Bride’s big brown eyes scan my face cautiously. But I can’t stop now. “It gives me great joy to awaken this in them. I delight in knowing that I’m their first love – this doesn’t happen every time, of course, but still, it happens. It’s a lovely thing, Bride. I enjoy knowing that they go out into the world feeling like princesses. Feeling like they could do just about anything.”
“You think they feel this because of you? You seriously think this way?” She’s not raising her voice or making any ugly faces when she says this. She says this with the same calmness as when she asked me for a vanilla-protein smoothie.
“Why not? Why shouldn’t I believe it? Bride, look at me.
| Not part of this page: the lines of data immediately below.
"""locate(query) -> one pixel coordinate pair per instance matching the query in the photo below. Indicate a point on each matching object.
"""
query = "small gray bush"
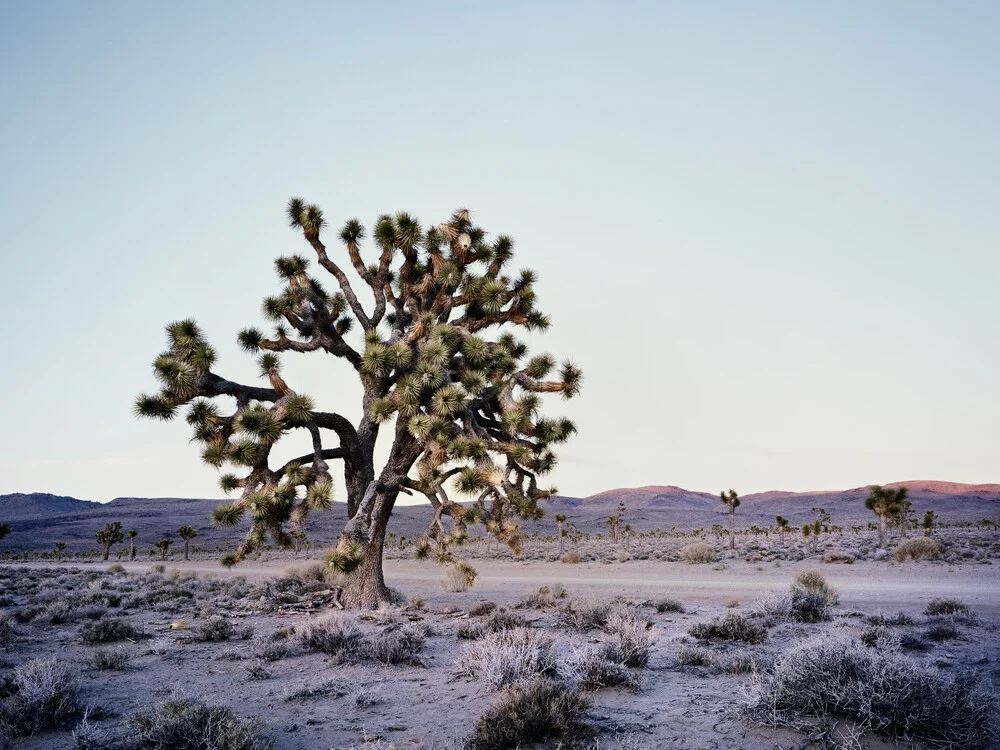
(109, 630)
(508, 656)
(732, 627)
(883, 691)
(946, 606)
(183, 724)
(109, 659)
(528, 712)
(45, 696)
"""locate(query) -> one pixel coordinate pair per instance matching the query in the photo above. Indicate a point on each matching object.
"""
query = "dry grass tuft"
(697, 552)
(884, 691)
(535, 711)
(918, 548)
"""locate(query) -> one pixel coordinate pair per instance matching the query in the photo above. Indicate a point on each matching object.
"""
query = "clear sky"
(767, 232)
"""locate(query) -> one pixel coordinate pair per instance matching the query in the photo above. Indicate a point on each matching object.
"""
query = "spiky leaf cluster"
(436, 353)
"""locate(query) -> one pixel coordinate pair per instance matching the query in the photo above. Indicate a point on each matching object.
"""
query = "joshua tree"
(613, 528)
(560, 520)
(930, 518)
(905, 514)
(459, 404)
(111, 535)
(163, 545)
(782, 527)
(187, 533)
(732, 500)
(885, 503)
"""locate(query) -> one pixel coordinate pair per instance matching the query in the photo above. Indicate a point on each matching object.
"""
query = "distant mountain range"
(39, 520)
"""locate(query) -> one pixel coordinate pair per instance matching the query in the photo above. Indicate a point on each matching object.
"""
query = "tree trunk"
(365, 587)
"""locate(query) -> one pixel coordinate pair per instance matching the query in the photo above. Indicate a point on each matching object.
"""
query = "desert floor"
(433, 705)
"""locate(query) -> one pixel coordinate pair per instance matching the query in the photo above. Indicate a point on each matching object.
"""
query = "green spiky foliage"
(885, 503)
(110, 535)
(442, 371)
(930, 518)
(732, 500)
(163, 545)
(187, 533)
(783, 526)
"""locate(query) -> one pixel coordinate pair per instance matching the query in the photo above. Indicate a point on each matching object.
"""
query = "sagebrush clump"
(534, 711)
(697, 552)
(918, 548)
(184, 724)
(881, 689)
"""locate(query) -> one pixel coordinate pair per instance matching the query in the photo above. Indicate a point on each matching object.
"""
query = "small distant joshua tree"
(111, 535)
(885, 503)
(783, 526)
(560, 520)
(163, 545)
(732, 500)
(187, 533)
(930, 518)
(905, 514)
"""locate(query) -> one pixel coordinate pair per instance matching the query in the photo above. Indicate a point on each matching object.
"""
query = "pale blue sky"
(768, 232)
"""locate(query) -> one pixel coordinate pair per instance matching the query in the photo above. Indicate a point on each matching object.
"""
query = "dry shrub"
(629, 640)
(508, 656)
(917, 548)
(591, 669)
(883, 691)
(732, 627)
(482, 608)
(697, 552)
(183, 724)
(500, 620)
(44, 697)
(221, 629)
(335, 633)
(897, 620)
(946, 606)
(109, 659)
(586, 613)
(838, 557)
(812, 581)
(109, 630)
(534, 711)
(668, 605)
(8, 632)
(340, 635)
(694, 656)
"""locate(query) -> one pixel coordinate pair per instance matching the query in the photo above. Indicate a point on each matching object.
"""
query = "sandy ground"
(432, 707)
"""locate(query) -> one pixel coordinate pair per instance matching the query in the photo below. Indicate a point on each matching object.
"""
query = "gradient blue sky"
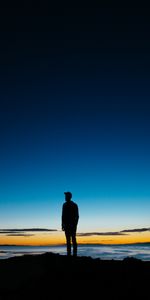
(75, 115)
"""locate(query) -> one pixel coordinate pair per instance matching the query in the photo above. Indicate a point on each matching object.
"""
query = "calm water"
(118, 252)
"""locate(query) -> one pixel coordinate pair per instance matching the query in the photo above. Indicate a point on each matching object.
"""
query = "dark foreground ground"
(54, 276)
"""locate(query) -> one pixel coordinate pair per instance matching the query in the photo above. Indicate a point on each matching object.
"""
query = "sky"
(74, 116)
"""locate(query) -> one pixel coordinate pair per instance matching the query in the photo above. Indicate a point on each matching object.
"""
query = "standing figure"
(70, 217)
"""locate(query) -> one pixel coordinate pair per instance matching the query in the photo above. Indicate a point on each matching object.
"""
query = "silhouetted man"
(70, 217)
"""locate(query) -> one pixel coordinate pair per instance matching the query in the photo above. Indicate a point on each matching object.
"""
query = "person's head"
(68, 196)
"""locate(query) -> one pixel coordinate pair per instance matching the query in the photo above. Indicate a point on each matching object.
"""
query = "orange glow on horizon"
(59, 239)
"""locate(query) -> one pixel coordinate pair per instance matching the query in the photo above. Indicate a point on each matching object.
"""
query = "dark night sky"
(74, 111)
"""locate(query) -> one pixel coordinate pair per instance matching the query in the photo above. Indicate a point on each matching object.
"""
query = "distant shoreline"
(79, 244)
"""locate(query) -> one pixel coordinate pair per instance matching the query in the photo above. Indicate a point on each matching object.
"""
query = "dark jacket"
(70, 215)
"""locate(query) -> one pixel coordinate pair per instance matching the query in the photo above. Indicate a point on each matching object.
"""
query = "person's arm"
(77, 214)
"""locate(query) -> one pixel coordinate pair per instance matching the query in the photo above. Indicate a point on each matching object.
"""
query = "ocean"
(105, 252)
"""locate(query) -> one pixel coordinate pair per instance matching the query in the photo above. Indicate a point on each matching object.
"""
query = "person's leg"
(68, 240)
(74, 242)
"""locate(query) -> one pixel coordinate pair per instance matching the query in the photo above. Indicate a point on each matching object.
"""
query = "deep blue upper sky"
(74, 113)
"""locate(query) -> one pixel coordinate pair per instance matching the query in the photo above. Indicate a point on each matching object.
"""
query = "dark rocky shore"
(54, 276)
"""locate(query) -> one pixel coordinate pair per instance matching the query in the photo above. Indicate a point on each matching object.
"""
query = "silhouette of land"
(54, 276)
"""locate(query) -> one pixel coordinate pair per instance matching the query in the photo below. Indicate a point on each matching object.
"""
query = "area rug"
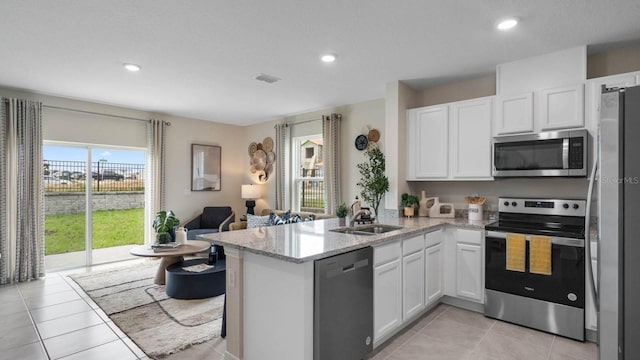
(158, 324)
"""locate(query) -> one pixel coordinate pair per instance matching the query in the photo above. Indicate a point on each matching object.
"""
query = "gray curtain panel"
(283, 155)
(22, 193)
(331, 127)
(155, 179)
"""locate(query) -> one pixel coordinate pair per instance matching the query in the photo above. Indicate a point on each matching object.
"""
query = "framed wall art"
(205, 167)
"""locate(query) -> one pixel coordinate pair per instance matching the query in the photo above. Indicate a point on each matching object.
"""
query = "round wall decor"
(361, 142)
It’s a dick thing to say, but I’m a catch, don’t you think?”
She gives a little smirk.
“Why do people always shit on those who admit to being awesome? I’m awesome, and I won’t let people shit on me – what’s wrong with that? And I believe that I was put on this earth to bring a few girls some great memories, some happiness even – what’s wrong with that?”
“Nothing. Nothing’s wrong with that,” she says.